Well, no, it ain't. But what's more noteworthy about all these things being compared is that they're horrific diseases visited upon human populations as a consequence of intensive animal agriculture. Of course Mad Cow is, and it's now become undeniable that SARS is, and most scientists now agree that the source of the unbelievably devastating 1918 flu pandemic was the American pork industry. Even ignoring for the moment all the ill health effects that personally arise with consuming each and every ounce of meat, isn't the cost to our populace a little high for such a pointless luxury item?



Wednesday, May 28

SOUTH OF THE BORDER?

The Salt Lake Tribune connects the dots in yesterday's editorial: If the USDA has been so lax about stopping E.coli-smeared meat from getting to grocers' shelves, why should we trust their assurance that they've stopped Mad Cow? "Meat industry pressure to move product has put profits ahead of safety, silenced Congress and left U.S. Department of Agriculture with less power to enforce its rules than other regulators have over the safety of toys or cosmetics," the Trib notes.

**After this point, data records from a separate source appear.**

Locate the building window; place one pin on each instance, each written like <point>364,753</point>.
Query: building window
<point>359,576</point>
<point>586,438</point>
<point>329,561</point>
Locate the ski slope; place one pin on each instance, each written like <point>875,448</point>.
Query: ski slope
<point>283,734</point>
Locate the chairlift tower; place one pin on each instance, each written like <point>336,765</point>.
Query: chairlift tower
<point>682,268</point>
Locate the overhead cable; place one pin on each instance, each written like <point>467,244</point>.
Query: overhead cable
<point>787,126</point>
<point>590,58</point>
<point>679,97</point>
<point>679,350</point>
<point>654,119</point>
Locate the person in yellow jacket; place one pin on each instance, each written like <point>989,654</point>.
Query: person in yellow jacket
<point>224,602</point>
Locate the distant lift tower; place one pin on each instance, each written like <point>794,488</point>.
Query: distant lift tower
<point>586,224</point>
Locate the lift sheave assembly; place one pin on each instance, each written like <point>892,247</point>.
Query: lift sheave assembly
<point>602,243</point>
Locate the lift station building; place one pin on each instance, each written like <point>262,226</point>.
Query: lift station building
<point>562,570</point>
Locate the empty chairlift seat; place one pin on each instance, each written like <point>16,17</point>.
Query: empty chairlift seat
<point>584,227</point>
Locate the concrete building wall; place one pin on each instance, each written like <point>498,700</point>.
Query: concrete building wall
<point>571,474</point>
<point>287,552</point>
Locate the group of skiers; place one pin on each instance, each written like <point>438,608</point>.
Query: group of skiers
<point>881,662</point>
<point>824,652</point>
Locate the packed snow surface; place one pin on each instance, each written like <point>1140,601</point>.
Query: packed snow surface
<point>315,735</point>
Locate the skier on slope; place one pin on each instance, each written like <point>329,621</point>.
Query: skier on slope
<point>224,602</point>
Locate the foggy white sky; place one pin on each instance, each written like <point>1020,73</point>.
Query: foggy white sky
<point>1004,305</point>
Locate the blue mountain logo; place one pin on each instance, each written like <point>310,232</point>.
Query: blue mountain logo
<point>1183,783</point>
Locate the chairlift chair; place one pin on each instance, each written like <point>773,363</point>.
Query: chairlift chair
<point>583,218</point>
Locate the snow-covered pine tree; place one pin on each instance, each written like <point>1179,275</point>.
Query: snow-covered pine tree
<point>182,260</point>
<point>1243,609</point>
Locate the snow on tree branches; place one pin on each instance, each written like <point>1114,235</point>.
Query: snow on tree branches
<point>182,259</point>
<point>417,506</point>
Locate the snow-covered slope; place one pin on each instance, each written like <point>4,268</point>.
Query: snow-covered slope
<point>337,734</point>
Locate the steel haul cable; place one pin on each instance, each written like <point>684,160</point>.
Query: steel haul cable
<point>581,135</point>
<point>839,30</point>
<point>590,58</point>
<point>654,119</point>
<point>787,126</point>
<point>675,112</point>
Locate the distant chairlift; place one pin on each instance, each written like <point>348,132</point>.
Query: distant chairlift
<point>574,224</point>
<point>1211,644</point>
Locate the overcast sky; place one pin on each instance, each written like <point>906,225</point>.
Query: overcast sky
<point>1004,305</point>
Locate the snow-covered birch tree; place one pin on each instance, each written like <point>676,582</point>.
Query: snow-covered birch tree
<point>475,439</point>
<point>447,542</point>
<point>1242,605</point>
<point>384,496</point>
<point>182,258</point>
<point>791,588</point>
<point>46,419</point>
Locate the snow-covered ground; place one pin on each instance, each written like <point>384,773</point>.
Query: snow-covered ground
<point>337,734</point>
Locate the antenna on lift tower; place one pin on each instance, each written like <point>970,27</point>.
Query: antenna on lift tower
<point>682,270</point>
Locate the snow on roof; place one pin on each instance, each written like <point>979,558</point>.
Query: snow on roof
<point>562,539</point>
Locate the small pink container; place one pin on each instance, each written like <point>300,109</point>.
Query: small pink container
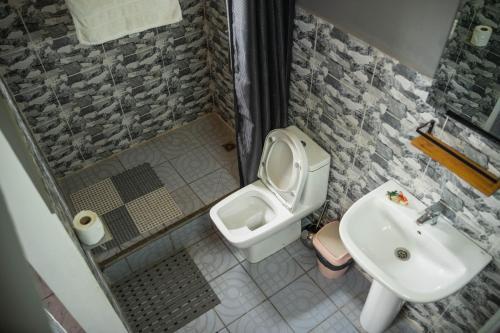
<point>333,258</point>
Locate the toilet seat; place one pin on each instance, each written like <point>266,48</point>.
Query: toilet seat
<point>283,166</point>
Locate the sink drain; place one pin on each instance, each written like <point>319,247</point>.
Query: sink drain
<point>402,254</point>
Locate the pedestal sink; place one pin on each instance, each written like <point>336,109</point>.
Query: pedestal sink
<point>408,262</point>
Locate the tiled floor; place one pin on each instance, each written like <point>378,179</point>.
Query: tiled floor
<point>283,293</point>
<point>190,167</point>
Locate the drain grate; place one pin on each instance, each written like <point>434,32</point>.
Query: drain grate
<point>402,254</point>
<point>165,296</point>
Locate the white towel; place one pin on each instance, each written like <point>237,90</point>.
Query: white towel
<point>99,21</point>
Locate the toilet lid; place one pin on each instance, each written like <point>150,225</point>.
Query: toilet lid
<point>283,166</point>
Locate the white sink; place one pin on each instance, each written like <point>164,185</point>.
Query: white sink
<point>441,261</point>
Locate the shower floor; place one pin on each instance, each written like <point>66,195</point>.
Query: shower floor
<point>156,185</point>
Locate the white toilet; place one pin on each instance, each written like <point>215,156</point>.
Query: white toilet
<point>264,217</point>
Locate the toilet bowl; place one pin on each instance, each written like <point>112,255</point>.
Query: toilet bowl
<point>263,217</point>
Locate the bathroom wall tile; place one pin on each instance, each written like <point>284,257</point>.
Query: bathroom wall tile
<point>12,31</point>
<point>336,323</point>
<point>344,57</point>
<point>144,65</point>
<point>195,164</point>
<point>150,253</point>
<point>263,318</point>
<point>303,304</point>
<point>212,257</point>
<point>344,289</point>
<point>237,293</point>
<point>363,106</point>
<point>112,95</point>
<point>187,200</point>
<point>192,232</point>
<point>66,55</point>
<point>304,256</point>
<point>208,322</point>
<point>274,272</point>
<point>21,69</point>
<point>48,19</point>
<point>214,186</point>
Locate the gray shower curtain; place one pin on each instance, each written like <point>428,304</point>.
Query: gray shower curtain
<point>261,47</point>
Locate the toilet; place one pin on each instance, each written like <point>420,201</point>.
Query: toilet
<point>263,217</point>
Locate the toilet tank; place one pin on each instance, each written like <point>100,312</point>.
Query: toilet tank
<point>316,186</point>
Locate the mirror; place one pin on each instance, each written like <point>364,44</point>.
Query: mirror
<point>467,83</point>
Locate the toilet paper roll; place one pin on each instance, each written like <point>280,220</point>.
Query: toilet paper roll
<point>481,35</point>
<point>88,227</point>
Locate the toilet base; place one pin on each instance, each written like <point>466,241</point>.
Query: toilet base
<point>273,243</point>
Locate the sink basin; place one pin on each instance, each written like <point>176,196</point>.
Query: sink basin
<point>409,262</point>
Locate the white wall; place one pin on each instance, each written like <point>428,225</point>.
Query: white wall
<point>50,251</point>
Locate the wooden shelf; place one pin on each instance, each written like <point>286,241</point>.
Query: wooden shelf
<point>465,168</point>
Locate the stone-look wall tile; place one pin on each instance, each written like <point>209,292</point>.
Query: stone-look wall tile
<point>12,31</point>
<point>219,60</point>
<point>363,107</point>
<point>104,98</point>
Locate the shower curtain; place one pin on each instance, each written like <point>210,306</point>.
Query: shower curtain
<point>261,49</point>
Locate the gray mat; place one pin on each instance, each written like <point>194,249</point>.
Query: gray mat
<point>136,182</point>
<point>165,296</point>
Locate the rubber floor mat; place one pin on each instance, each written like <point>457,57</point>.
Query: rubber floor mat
<point>165,296</point>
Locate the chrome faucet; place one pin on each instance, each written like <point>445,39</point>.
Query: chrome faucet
<point>431,214</point>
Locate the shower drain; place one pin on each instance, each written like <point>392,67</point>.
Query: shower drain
<point>402,254</point>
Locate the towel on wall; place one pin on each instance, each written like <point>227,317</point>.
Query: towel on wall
<point>99,21</point>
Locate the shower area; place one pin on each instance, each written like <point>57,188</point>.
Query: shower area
<point>139,130</point>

Meanwhile, New Scientist Magazine goes one step further: "BSE likely to be in US cattle herds" is the headline on a story not yet available online in which the magazine asserts that Mad Cow has probably already infected some U.S. cattle. There are many ways this might have happened - the most obvious being our NAFTA-decreed open trade borders - but two noteworthy sidebars (which may or may not be related) have to do with the blithe feeding of BSE-infected cows to other animals: CBC says that "Despite assurances that a cow infected with mad cow disease was never eaten by humans, officials said Wednesday it was likely fed to pigs and chickens - which in turn could have been on a dinner table." And to show how intertwined this "One Cow" is with American industry, a Nevada company, Carson's Pet Pantry, asked customers yesterday to return dog food that may contain beef from quarantined herds. Ah, the Circle of Life.



DON'T LOOK NOW

"We need to know what we are eating," yells the UK's Guardian newspaper in a hard-hitting editorial about injecting crap, including other meat, into meat. At least, it would be a hard-hitting editorial if it even raised the question "why do we not want to look at what we're eating, when it comes to meat?" As it is, the blinders stay on. Meanwhile, a group of students in Maryland are asking and answering the question by protesting a science course where they raise lambs, get to know them, and then kill them Seems after getting to know them, a bunch of the kids didn't want them dead. Go figure.